Types of Notes in a PKM explained with a Gardening Analogy (Part I)

If you’re new to PKM, I recommend starting by reading What is a Personal Knowledge Management system (PKM)?.

A skeptic would call a PKM a glorified set of notes the same way I used to call an SQL database a glorified Excel sheet. It wasn’t until I realised just how much more an SQL database provides in terms of design and features that I stopped belittling it. By applying my knowledge and using it regularly, a database became more than just rows and columns to me.

I think the same can be said about notes in a PKM. They’re not just notes. For us to be successful in creating our own PKMs that will feed us for the rest of our lives, we need to reconfigure the way we view note-taking.

Let’s start with that. Note-taking is an outdated term for describing what people are nowadays trying doing with a PKM.
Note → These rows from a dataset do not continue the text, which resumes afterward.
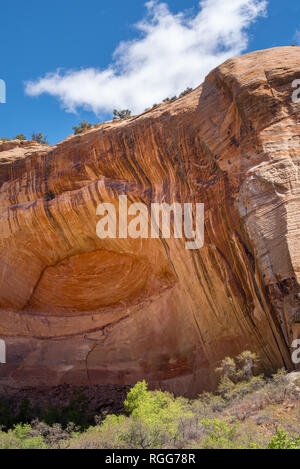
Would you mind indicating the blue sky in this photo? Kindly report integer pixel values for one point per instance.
(77, 40)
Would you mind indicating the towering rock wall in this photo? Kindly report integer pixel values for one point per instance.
(81, 310)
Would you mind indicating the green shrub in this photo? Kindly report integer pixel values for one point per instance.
(84, 125)
(185, 92)
(282, 441)
(124, 114)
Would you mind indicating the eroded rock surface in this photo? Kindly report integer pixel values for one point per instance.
(79, 310)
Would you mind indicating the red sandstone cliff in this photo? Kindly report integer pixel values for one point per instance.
(77, 309)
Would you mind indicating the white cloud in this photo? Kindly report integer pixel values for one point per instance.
(170, 53)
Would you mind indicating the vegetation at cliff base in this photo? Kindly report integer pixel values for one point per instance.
(246, 412)
(84, 125)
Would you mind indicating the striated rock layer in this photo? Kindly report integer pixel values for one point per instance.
(79, 310)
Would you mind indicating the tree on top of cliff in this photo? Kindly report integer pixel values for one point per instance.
(20, 137)
(84, 125)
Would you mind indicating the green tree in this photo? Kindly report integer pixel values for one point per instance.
(124, 114)
(20, 137)
(185, 92)
(84, 125)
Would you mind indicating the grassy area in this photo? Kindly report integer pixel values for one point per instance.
(247, 411)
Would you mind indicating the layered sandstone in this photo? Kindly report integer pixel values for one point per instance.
(80, 310)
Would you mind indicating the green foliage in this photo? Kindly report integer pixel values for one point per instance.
(19, 438)
(242, 415)
(20, 137)
(39, 138)
(124, 114)
(282, 441)
(170, 100)
(84, 125)
(219, 434)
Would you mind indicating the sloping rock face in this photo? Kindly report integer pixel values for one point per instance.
(80, 310)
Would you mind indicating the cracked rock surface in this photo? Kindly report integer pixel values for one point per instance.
(78, 310)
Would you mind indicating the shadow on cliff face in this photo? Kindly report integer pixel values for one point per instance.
(76, 309)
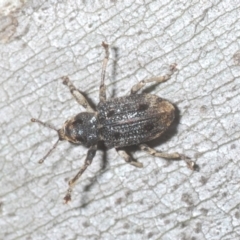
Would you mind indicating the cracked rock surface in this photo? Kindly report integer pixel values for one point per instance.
(41, 41)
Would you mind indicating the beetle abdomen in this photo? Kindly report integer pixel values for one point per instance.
(134, 119)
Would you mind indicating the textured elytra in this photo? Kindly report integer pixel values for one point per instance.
(118, 122)
(133, 119)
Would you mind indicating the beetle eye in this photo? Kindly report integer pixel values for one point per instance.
(79, 138)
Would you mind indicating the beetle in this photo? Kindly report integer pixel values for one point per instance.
(118, 122)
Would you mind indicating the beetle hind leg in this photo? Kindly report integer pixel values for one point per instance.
(128, 159)
(90, 155)
(190, 164)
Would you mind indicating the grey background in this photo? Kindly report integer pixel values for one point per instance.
(43, 41)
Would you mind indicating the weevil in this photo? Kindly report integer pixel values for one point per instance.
(118, 122)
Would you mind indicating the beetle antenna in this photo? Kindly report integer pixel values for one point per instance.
(55, 144)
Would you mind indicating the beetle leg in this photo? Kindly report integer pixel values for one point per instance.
(90, 155)
(128, 159)
(102, 91)
(160, 79)
(190, 164)
(77, 94)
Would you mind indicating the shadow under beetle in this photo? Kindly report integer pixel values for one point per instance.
(118, 122)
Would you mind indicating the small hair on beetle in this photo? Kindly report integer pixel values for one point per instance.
(54, 145)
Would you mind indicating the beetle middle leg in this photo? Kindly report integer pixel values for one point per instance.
(102, 91)
(128, 158)
(77, 94)
(190, 164)
(160, 79)
(90, 155)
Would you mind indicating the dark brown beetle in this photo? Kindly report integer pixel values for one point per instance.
(119, 122)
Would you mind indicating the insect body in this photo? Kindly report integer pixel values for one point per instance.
(118, 122)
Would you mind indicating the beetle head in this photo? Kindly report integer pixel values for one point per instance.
(81, 129)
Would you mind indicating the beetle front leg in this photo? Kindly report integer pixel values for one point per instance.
(128, 159)
(190, 164)
(102, 90)
(77, 94)
(90, 155)
(160, 79)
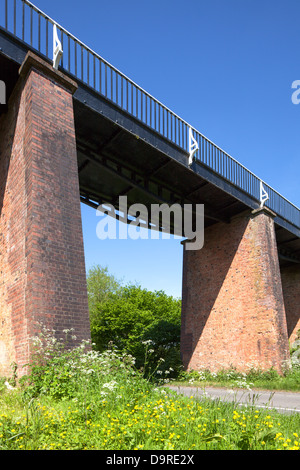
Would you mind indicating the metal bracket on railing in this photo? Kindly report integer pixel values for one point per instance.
(264, 196)
(57, 49)
(193, 146)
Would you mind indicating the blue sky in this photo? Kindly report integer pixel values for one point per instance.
(226, 67)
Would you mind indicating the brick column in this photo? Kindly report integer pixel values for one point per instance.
(233, 313)
(42, 267)
(290, 277)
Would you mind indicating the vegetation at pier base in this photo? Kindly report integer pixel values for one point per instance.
(115, 395)
(84, 399)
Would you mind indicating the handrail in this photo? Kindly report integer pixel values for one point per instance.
(30, 24)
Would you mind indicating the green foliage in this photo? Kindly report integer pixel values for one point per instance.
(130, 317)
(100, 401)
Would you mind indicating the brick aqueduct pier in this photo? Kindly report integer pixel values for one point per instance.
(75, 129)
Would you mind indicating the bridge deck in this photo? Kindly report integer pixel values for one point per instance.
(130, 144)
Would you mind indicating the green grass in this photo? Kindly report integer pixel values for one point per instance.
(80, 400)
(269, 380)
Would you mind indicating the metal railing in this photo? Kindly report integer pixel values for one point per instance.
(28, 23)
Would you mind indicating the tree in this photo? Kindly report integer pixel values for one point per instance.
(130, 317)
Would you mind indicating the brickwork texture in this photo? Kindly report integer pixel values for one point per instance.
(233, 312)
(42, 267)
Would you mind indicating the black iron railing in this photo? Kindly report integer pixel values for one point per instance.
(26, 22)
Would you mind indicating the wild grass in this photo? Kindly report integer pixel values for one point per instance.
(80, 399)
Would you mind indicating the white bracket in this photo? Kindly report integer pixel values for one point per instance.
(263, 195)
(57, 49)
(193, 146)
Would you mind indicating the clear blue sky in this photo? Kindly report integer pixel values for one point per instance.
(226, 67)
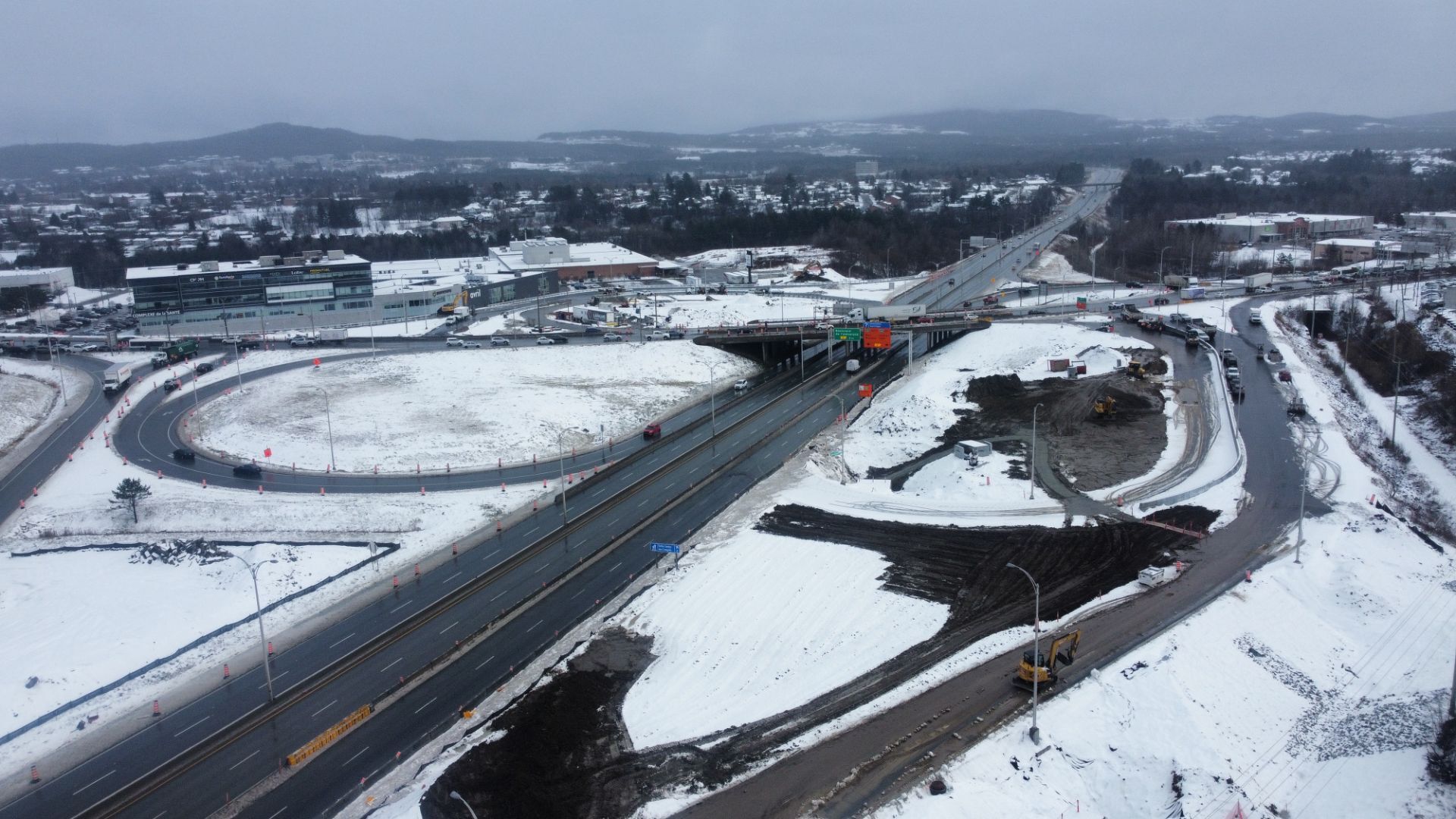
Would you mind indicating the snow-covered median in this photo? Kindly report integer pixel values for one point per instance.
(459, 407)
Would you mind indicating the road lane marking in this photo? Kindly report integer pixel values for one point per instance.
(93, 781)
(193, 726)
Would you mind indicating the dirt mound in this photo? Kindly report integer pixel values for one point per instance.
(566, 752)
(965, 569)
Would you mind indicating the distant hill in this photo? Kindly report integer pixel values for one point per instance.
(284, 140)
(912, 137)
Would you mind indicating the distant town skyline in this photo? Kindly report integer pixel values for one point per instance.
(120, 74)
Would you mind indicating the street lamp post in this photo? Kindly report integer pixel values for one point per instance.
(456, 795)
(1036, 649)
(1031, 463)
(712, 395)
(328, 420)
(258, 602)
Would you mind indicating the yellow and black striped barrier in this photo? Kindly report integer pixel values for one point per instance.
(327, 738)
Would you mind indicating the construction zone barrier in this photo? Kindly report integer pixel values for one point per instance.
(327, 738)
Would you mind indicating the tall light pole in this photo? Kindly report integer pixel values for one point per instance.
(1031, 463)
(1036, 649)
(456, 795)
(328, 419)
(258, 602)
(712, 395)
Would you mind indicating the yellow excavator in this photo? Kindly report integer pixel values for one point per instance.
(1044, 670)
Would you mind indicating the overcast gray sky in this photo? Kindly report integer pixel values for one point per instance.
(121, 72)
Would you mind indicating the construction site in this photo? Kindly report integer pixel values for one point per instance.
(1094, 430)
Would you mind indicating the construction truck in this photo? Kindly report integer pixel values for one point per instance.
(449, 308)
(1062, 651)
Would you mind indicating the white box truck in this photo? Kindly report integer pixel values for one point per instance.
(1158, 575)
(115, 378)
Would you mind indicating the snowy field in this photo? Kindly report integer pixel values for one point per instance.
(460, 407)
(1331, 675)
(908, 417)
(71, 595)
(761, 624)
(25, 401)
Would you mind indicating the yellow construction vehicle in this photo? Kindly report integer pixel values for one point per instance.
(449, 306)
(1044, 670)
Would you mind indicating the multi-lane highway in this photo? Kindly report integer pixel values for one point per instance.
(194, 758)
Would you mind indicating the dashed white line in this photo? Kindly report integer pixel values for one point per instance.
(93, 781)
(193, 726)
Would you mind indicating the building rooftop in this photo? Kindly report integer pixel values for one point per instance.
(313, 260)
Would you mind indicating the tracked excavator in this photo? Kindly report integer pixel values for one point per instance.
(1044, 670)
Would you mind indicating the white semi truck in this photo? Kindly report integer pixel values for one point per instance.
(887, 312)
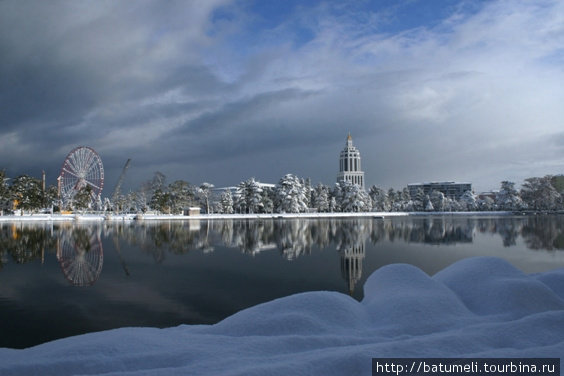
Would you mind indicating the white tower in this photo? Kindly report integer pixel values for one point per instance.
(349, 165)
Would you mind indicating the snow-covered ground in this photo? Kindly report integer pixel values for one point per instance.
(101, 217)
(477, 307)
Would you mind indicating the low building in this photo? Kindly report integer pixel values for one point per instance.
(450, 189)
(195, 210)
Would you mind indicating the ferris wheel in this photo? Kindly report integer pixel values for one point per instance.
(82, 167)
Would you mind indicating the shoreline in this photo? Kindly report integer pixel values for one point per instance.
(168, 217)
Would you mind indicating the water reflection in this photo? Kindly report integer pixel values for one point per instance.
(78, 246)
(80, 253)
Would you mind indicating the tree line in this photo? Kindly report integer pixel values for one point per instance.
(291, 194)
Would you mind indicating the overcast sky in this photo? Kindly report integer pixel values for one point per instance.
(220, 90)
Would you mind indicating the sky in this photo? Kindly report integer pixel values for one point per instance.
(223, 90)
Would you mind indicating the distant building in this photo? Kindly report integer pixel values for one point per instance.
(195, 210)
(349, 165)
(450, 189)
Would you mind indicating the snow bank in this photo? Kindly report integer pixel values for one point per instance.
(478, 307)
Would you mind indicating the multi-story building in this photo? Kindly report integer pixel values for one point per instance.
(450, 189)
(349, 165)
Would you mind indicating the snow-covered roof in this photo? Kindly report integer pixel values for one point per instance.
(439, 183)
(477, 307)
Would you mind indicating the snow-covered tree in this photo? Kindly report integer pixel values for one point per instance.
(468, 201)
(427, 204)
(485, 204)
(379, 198)
(418, 200)
(333, 206)
(182, 195)
(160, 201)
(291, 195)
(226, 202)
(268, 197)
(248, 197)
(204, 193)
(508, 198)
(353, 198)
(540, 194)
(83, 198)
(27, 193)
(321, 199)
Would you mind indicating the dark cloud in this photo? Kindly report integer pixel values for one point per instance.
(216, 91)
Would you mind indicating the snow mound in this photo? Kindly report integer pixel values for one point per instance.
(479, 307)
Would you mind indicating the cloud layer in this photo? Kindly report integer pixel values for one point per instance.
(220, 91)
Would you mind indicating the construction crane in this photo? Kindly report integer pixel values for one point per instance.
(120, 180)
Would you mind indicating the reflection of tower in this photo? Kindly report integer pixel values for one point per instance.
(349, 165)
(81, 256)
(351, 264)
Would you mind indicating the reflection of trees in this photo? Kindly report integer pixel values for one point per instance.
(544, 232)
(158, 237)
(431, 230)
(25, 242)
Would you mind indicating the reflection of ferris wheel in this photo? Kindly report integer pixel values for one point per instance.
(82, 168)
(81, 257)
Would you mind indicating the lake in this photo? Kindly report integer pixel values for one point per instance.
(63, 279)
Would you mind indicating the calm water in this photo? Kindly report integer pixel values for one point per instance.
(58, 280)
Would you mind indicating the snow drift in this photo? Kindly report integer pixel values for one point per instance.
(478, 307)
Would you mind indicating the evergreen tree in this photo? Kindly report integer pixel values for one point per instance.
(291, 195)
(353, 198)
(27, 193)
(160, 201)
(83, 198)
(226, 202)
(468, 201)
(5, 196)
(248, 198)
(379, 197)
(321, 199)
(204, 193)
(181, 196)
(540, 194)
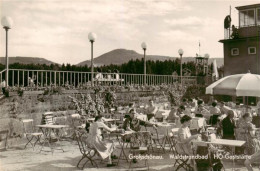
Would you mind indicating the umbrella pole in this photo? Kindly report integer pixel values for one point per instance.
(246, 103)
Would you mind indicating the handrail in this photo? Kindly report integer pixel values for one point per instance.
(42, 78)
(2, 71)
(96, 72)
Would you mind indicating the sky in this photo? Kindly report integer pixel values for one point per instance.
(58, 29)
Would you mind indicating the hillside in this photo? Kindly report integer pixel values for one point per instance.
(120, 56)
(26, 60)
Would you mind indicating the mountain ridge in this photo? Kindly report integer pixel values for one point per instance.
(120, 56)
(27, 60)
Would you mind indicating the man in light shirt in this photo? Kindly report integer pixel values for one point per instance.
(3, 85)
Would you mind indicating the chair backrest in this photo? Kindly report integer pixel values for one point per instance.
(28, 126)
(80, 136)
(47, 118)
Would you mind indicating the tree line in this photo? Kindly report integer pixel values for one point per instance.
(167, 67)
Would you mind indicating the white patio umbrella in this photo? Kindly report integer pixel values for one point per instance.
(236, 85)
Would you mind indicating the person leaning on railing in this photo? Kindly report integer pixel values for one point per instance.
(3, 85)
(185, 138)
(246, 132)
(105, 148)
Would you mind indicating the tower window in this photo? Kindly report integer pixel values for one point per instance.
(251, 50)
(247, 18)
(234, 51)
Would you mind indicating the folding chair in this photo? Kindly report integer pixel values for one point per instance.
(137, 146)
(29, 132)
(47, 118)
(158, 140)
(6, 133)
(181, 162)
(87, 153)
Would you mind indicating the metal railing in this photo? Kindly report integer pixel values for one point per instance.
(43, 78)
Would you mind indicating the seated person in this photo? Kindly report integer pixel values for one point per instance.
(200, 106)
(228, 126)
(99, 74)
(173, 117)
(151, 118)
(247, 133)
(180, 111)
(117, 77)
(223, 108)
(131, 123)
(94, 140)
(184, 135)
(151, 109)
(214, 110)
(109, 74)
(131, 106)
(253, 159)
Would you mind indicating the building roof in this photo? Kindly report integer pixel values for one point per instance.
(248, 6)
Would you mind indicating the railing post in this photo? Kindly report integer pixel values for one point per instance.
(59, 77)
(28, 74)
(67, 75)
(55, 78)
(23, 78)
(42, 79)
(46, 80)
(18, 79)
(13, 78)
(74, 79)
(70, 78)
(50, 78)
(37, 78)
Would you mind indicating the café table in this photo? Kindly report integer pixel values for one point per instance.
(122, 144)
(224, 142)
(48, 131)
(165, 129)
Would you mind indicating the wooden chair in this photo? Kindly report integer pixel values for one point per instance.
(47, 118)
(181, 162)
(158, 140)
(87, 153)
(138, 147)
(6, 133)
(30, 133)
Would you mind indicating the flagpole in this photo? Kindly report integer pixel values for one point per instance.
(199, 48)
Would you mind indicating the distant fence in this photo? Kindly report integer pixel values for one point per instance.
(43, 78)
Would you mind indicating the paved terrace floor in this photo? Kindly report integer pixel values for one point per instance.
(18, 158)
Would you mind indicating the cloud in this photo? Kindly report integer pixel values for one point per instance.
(58, 30)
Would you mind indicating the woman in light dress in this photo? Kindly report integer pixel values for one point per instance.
(105, 148)
(248, 134)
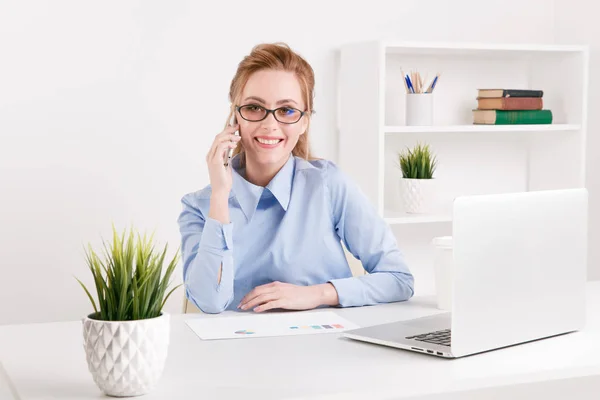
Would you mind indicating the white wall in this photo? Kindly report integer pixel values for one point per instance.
(576, 22)
(107, 110)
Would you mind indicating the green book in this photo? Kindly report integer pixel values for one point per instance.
(510, 117)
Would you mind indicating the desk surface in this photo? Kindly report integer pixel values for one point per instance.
(47, 361)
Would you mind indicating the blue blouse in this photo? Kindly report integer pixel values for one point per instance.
(290, 231)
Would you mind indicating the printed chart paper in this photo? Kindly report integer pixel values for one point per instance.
(287, 324)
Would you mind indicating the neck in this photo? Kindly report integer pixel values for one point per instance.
(262, 174)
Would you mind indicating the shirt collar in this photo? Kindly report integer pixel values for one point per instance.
(248, 195)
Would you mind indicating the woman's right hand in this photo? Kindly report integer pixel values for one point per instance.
(220, 175)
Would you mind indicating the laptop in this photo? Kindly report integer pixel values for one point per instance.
(520, 269)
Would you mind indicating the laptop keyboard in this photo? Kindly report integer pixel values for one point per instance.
(442, 337)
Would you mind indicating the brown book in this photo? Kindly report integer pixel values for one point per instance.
(510, 103)
(509, 93)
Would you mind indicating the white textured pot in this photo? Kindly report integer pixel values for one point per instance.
(417, 194)
(126, 358)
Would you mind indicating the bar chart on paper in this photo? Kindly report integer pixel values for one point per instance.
(286, 324)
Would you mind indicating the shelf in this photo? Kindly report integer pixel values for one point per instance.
(480, 49)
(394, 217)
(482, 128)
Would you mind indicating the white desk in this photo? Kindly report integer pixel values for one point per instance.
(47, 361)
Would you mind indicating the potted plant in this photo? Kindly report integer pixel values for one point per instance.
(126, 338)
(417, 183)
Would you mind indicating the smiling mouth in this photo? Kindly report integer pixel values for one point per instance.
(271, 142)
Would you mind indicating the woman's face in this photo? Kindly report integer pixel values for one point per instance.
(270, 142)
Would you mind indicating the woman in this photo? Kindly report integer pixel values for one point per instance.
(266, 233)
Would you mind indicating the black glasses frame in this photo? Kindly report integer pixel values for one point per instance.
(238, 109)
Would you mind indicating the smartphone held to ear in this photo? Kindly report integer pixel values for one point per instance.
(229, 154)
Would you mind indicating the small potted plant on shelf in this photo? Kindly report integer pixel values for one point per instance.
(417, 183)
(126, 338)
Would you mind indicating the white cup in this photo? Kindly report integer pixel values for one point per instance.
(443, 269)
(419, 109)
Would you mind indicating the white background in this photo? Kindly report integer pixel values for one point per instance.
(107, 109)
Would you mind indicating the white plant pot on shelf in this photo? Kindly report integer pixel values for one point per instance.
(126, 358)
(417, 195)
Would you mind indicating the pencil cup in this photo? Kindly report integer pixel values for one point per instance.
(419, 109)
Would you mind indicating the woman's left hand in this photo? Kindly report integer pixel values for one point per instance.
(288, 296)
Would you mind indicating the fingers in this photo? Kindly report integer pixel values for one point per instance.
(261, 299)
(257, 291)
(217, 152)
(226, 135)
(223, 148)
(270, 306)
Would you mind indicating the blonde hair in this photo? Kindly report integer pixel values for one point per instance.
(276, 56)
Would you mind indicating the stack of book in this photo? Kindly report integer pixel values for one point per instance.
(510, 106)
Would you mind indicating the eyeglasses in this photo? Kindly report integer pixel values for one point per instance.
(255, 113)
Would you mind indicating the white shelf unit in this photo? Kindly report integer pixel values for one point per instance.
(473, 159)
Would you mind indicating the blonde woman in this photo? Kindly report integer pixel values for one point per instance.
(267, 232)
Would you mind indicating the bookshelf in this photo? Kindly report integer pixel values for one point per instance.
(473, 159)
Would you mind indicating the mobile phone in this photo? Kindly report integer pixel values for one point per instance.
(229, 154)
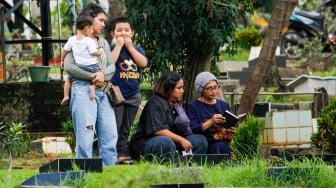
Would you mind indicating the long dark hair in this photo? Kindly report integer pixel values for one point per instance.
(166, 84)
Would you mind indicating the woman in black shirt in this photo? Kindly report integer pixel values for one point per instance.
(164, 126)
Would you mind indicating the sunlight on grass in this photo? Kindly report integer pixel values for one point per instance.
(240, 55)
(243, 173)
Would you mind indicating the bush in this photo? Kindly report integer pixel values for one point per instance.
(325, 137)
(248, 138)
(248, 37)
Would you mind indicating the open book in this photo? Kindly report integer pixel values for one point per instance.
(231, 119)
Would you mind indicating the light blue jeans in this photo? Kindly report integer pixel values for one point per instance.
(91, 117)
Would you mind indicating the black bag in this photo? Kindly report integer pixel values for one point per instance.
(114, 94)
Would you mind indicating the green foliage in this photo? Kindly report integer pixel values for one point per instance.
(248, 138)
(246, 173)
(325, 137)
(248, 37)
(12, 141)
(67, 127)
(178, 33)
(240, 55)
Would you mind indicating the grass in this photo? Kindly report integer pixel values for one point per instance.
(240, 55)
(246, 173)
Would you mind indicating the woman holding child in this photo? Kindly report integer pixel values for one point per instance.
(96, 116)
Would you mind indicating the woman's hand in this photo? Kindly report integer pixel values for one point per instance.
(98, 77)
(218, 119)
(186, 145)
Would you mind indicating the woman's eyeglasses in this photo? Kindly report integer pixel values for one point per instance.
(211, 88)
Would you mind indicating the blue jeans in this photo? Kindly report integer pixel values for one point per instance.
(90, 117)
(164, 148)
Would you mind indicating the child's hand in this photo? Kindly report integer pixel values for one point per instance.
(120, 41)
(128, 42)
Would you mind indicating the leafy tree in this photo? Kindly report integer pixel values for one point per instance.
(184, 36)
(12, 143)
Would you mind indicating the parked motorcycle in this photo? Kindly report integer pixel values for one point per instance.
(303, 28)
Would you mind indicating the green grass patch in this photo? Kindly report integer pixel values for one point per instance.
(244, 173)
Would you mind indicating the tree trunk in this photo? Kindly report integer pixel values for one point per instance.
(196, 63)
(279, 18)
As Nick Milo puts it, note-taking is just the capture step; the larger process at play is note-making where you don’t just write a note but contend with the idea you’re putting in it to make connections to your already existing notes. Pure capture without deeper consideration leads only to transient notes.

In the last two to three years, the advent of linked notes, ushered by a handful of PKM software developers like Roam Research and Obsidian, have enabled note-making. This is about externalising thinking in a way that establishes explicit and implicit connections among your notes.

One thing that helps me remember what note-making is about is to remember that a note is only as valuable as the contexts in which it can contribute. Seen this way, we reframe the goal from creating many notes to creating many connections among a smaller set of evergreen notes.

I think a good way to start reframing our perspective and mental models is to look at the various types of notes that we might have in your PKM.

Since it’s your PKM, you could invent as many types of notes as you want! But complex workflows only withstand the test of time if they’re whittled down to their essential components. So, our list of types of notes should be short at the beginning so we don’t let complexity build up at the structure level.

Happily, I’ve learned through selective copy-and-use that there are just two main buckets of notes:

  • Atomic notes
  • All other types of notes

An atomic note contains a single idea and whose sole purpose is for us to externalise what Andy Matuschak calls “a fundamental unit of knowledge work.”

All other note types exist only to assist us in developing those atomic notes and their connections.

One quick technical primer before we go deep: throughout this post, you will see examples of my notes and some feature weird double-square brackets, like [[@-John Doe]] and [[Types of Notes in a PKM explained with a Gardening Analogy]]. These are called Wiki-style links and most PKM software uses them to let users explicitly link words to another note. This simple link is an earth-shakingly powerful feature because of how it enables each note to become a single node in a network of linked nodes, and we will see a glimpse of it in the Daily Note section later.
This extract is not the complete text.